Alors, je passe la parole, si vous me permettez, M. le Président, à Laurent Lampron, qui va vous résumer les grandes lignes de nos recommandations pour bonifier le rapport Brunet.

Le Président (M. Paquet): M. Lampron.

n (11 h 50) n

M. Lampron (Laurent): Alors, merci, M. le Président. Merci, M. Duguay. M. le ministre, M. le député de Papineau, Mmes, MM. les députés, alors nous avons souhaité orienter notre mémoire sur le dernier chapitre du rapport Brunet, c'est-à-dire le chapitre qui traite du développement régional, bien sûr en tenant compte des recommandations en ce qui concerne la Société générale de financement, Investissement Québec et les quatre Innovatech.
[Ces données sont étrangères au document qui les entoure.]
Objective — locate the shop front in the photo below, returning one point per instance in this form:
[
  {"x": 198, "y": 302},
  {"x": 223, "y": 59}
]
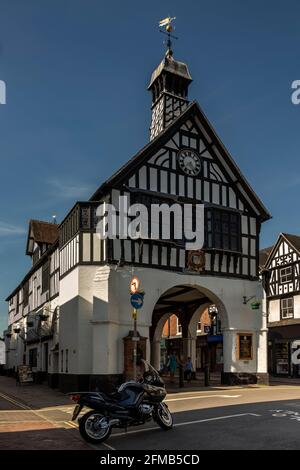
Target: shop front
[{"x": 282, "y": 343}]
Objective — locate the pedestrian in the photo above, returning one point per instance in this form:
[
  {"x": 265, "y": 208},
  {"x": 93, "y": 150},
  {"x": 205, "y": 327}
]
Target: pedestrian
[
  {"x": 188, "y": 369},
  {"x": 172, "y": 365}
]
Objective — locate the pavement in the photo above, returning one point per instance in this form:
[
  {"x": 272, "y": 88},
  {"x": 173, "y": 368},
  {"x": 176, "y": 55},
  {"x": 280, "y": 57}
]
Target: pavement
[{"x": 247, "y": 417}]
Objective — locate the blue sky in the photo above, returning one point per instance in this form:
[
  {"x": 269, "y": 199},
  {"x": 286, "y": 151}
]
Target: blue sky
[{"x": 77, "y": 107}]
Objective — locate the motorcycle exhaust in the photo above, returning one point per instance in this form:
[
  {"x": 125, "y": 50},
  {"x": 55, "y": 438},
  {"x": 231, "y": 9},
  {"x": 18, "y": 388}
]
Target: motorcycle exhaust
[{"x": 114, "y": 422}]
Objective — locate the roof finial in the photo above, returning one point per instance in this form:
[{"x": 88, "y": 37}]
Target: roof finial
[{"x": 169, "y": 28}]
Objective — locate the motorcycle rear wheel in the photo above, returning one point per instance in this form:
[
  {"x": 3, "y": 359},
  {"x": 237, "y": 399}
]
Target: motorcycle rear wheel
[
  {"x": 163, "y": 417},
  {"x": 94, "y": 427}
]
Mais délibérément nous avons choisi d'orienter notre mémoire principalement sur la proposition du rapport Brunet concernant le Fonds d'interventions régionales.

Alors, on rappelle les grands points de la proposition du rapport Brunet. Bien sûr, nous avons lu, et entendu, et vu, au cours des derniers jours, des dernières semaines, quelques commentaires et aussi quelques réactions autour de cette table concernant la proposition du FIR. Nous essaierons d'en tenir compte, là, au fur et à mesure du cheminement, notamment la possibilité que chacun des FIR dispose d'une enveloppe de 3 millions et davantage.
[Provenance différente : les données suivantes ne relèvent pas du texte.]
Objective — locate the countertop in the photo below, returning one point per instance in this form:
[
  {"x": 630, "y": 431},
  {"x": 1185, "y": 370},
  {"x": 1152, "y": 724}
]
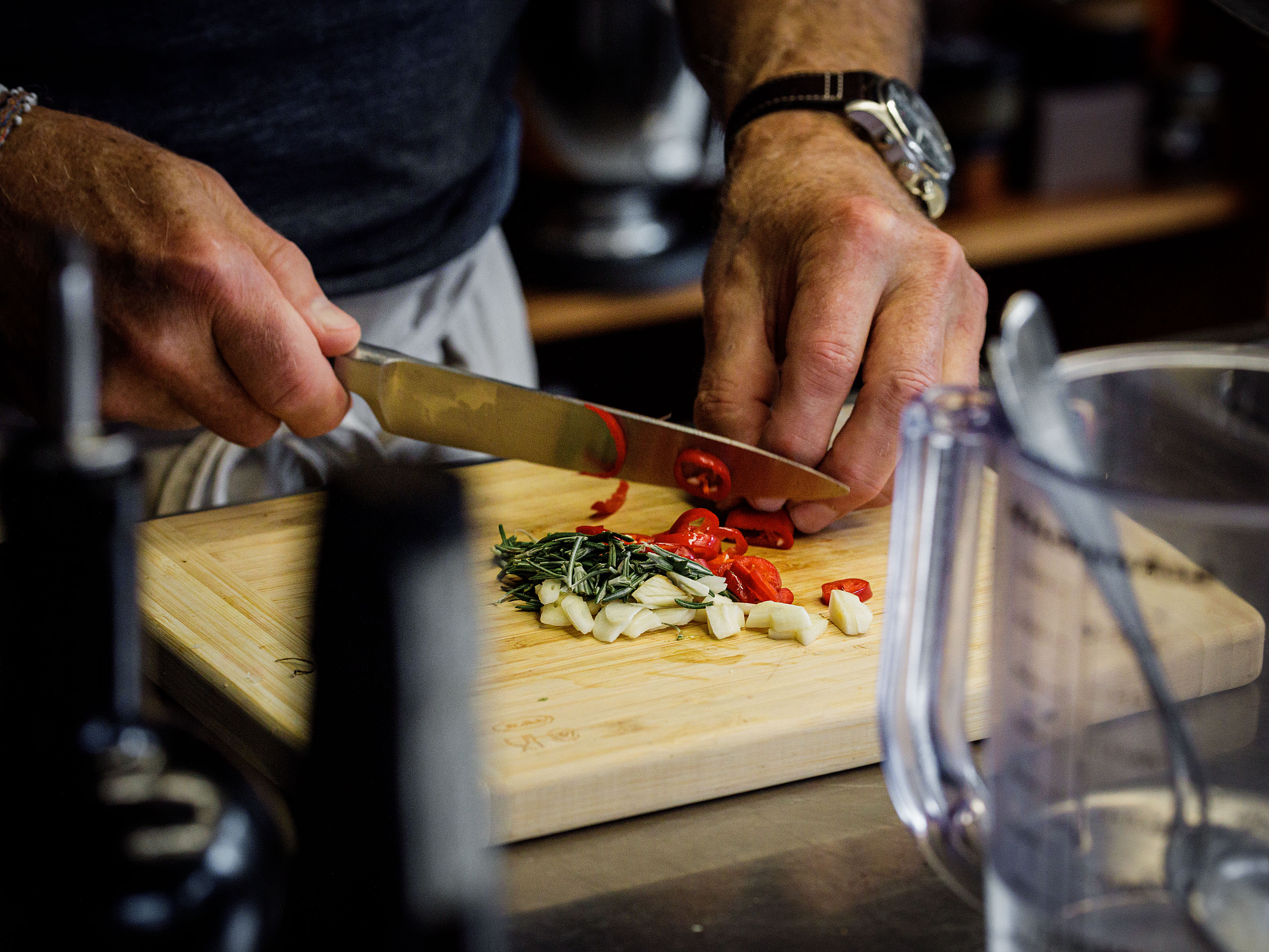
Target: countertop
[{"x": 817, "y": 865}]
Alors, une préoccupation pour nous bien sûr en Outaouais, c'est le respect des particularités régionales, et il nous apparaissait, au moment où nous lisions le rapport Brunet, que la solution proposée par un FIR était une solution mur à mur appliquée à la grandeur du Québec. L'expérience de la Société de diversification économique de l'Outaouais démontre au contraire qu'il faut s'adapter et savoir adapter nos outils à nos réalités et particularités régionales, ce que la SDEO a fait depuis plusieurs années. Et dans ce sens-là la proposition d'un FIR accrédité par Investissement Québec nous apparaît comme une solution mur à mur qui exige réflexion.

Un autre élément qui exige réflexion est bien sûr la limite, par investissement, de l'ordre de 300 000 $. Nous souhaitons bien sûr que nos recommandations soient perçues comme étant extrêmement constructives, dans le sens où l'expérience que nous avons accumulée depuis sept ans nous démontre qu'il faut aller au-delà de certains plafonds proposés par le rapport, notamment en ce qui concerne la limite d'investissement par projet.

La SDEO avait, au début de son existence, un plafond de l'ordre de 500 000 $, et l'expérience nous a démontré que c'était insuffisant. Par une décision de son conseil d'administration au cours de l'année 2000-2001, le plafond a été revu jusqu'à 1 million de dollars, et encore là nous vivons parfois les conséquences de ce qu'on appelle la dilution, c'est-à-dire lorsqu'il y a des réinvestissements qui se font. Même si nous avons investi jusqu'à des sommes aussi importantes que 1 million, il nous arrive d'être dilués dans nos positions d'investissement dans les entreprises. Alors, nous établissons donc le constat que le plafond proposé pour les FIR, à 300 000 $ par entreprise, ne correspond pas à notre expérience en Outaouais, non seulement dans le secteur des technologies, mais aussi dans les secteurs traditionnels. Ce plafond limite les capacités d'appuyer... et de réinvestir dans les entreprises qui désirent consolider leurs opérations ou accroître leur production pour cibler de nouveaux marchés.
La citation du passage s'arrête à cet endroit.